Annotations
Note
This document was written in November 2024 assuming
Python 3.10+
Pydantic V2 (not the V1 API backdoor)
Mypy 1.10+ or similarly-functional Python type-checker
Interchange 0.4+
Consider a class to store information about atoms. It needs to store an atomic mass, a partial charge, and a position in 3-D space. The following class would work fine:
class Atom:
mass: float
charge: float
position: list
but this has some shortcomings:
What units are assumed for each attribute?
What if the position is a
numpy.ndarray
(oropenmm.Vec3
)?Can instances of this class be serialized to disk? And then de-serialized?
Are any fields optional?
OpenFF’s combined use of Pint and Pydantic solves these problems. To leverage these tools,
Classes should subclass out of
openff.interchange.pydantic._BaseModel
, which is a thin wrapper aroundpydantic.BaseModel
Annotations should use the
openff.interchange._annotations._*Quantity
types, which are thin wrappers aroundopenff.units.Quantity
, itself having the same behavior aspint.Quantity
, or annotations derived thereof.
The same class can be rewritten:
from openff.interchange.pydantic import _BaseModel
from openff.interchange._annotations import _Quantity
from openff.units import Quantity
class Atom(_BaseModel):
mass: _Quantity
charge: _Quantity
position: _Quantity | None = None
carbon = Atom(
mass=_Quantity("12.011 amu"),
charge=_Quantity("-0.1 elementary_charge"),
position=_Quantity([0, 0, 0], "nanometer"),
)
print(carbon.model_dump())
# {'mass': {'val': 12.011, 'unit': 'unified_atomic_mass_unit'}, 'charge': {'val': -0.1, 'unit': 'elementary_charge'}, 'position': {'val': [0, 0, 0], 'unit': 'nanometer'}}
print(carbon.model_dump_json())
# {"mass":{"val":12.011,"unit":"unified_atomic_mass_unit"},"charge":{"val":-0.1,"unit":"elementary_charge"},"position":{"val":[0,0,0],"unit":"nanometer"}}
print(Atom.model_validate_json(carbon.model_dump_json()))
# Atom(mass=<Quantity(12.011, 'unified_atomic_mass_unit')>, charge=<Quantity(-0.1, 'elementary_charge')>, position=<Quantity([0 0 0], 'nanometer')>)
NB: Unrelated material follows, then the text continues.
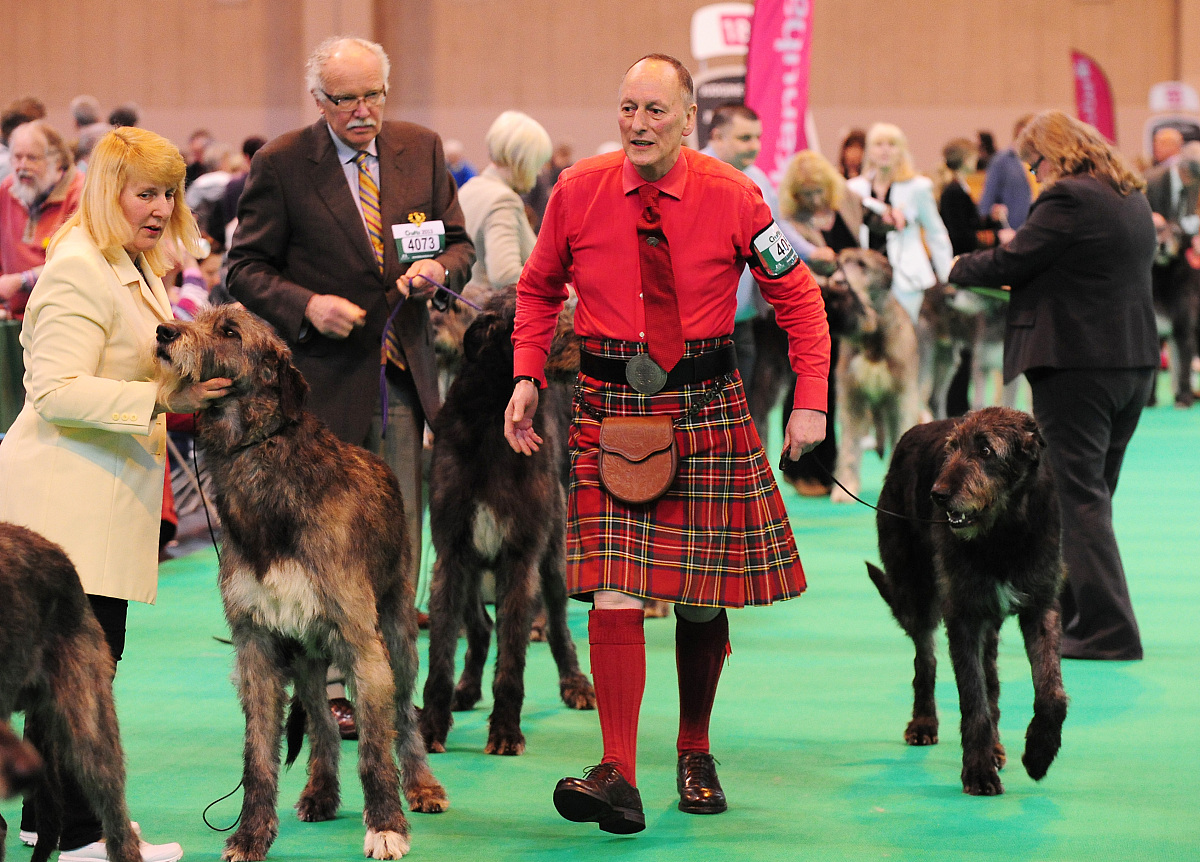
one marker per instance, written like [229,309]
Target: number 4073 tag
[419,241]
This is an improvement, but units are still implicit. These annotations can be more specific, optionally defining the dimensionality or the specific unit. The _annotations
module defines a few of these out of the box for convenience, but more can be defined by the user using the typing.Annotated
pattern in the source code.
from openff.interchange._annotations import (
_ElementaryChargeQuantity,
_DistanceQuantity,
_MassQuantity,
)
class Atom(_BaseModel):
mass: _MassQuantity
charge: _ElementaryChargeQuantity
position: _DistanceQuantity | None = None
With the use of _DistanceQuantity
, there is a dimensionality check during validation that prevents incompatible units from being passed (compatible units will checked, but not converted):
try:
carbon = Atom(
mass=Quantity("12.011 amu"),
charge=Quantity("-0.1 elementary_charge"),
position=Quantity([1, 2, 3], "kJ/mol"),
)
except ValidationError as error:
print(str(error))
# 1 validation error for Atom
# position
# Value error, Dimensionality of quantity=<Quantity([1 2 3], 'kilojoule / mole')> is not compatible with unit='nanometer' [type=value_error, input_value=<Quantity([1 2 3], 'kilojoule / mole')>, input_type=Quantity]
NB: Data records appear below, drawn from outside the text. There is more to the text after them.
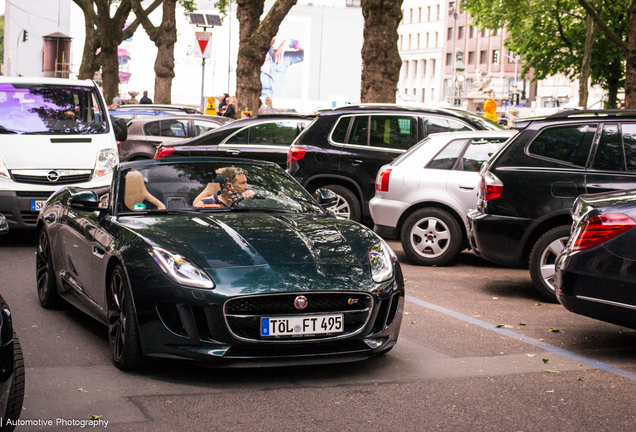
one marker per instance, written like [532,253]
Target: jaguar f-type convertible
[222,261]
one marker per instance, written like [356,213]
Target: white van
[53,133]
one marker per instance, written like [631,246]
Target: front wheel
[347,204]
[431,236]
[123,332]
[543,259]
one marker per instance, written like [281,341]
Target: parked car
[129,112]
[11,371]
[264,137]
[344,148]
[529,186]
[146,133]
[271,279]
[55,132]
[422,198]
# For further information visit https://errors.pydantic.dev/2.9/v/value_error
The charge field was defined with an annotation that specifies not only dimensionality, but the specific unit. In this case, inputs are validated and converted to the specified units:
print(
Atom(
mass=Quantity(12.011, "amu"),
charge=Quantity("-0.1 / 6.241509074460763e+18 coulomb"),
).charge
)
# -0.10000000000000002 elementary_charge
This can be useful if i.e. it is important that positions are universally stored with Angstroms and not nanometers.
Note that this Annotated
trick is specifically used by Pydantic classes, and will cause an error at runtime when violated - static type checkers like MyPy and PyRight will not be able to validate that units and dimensionality are correct.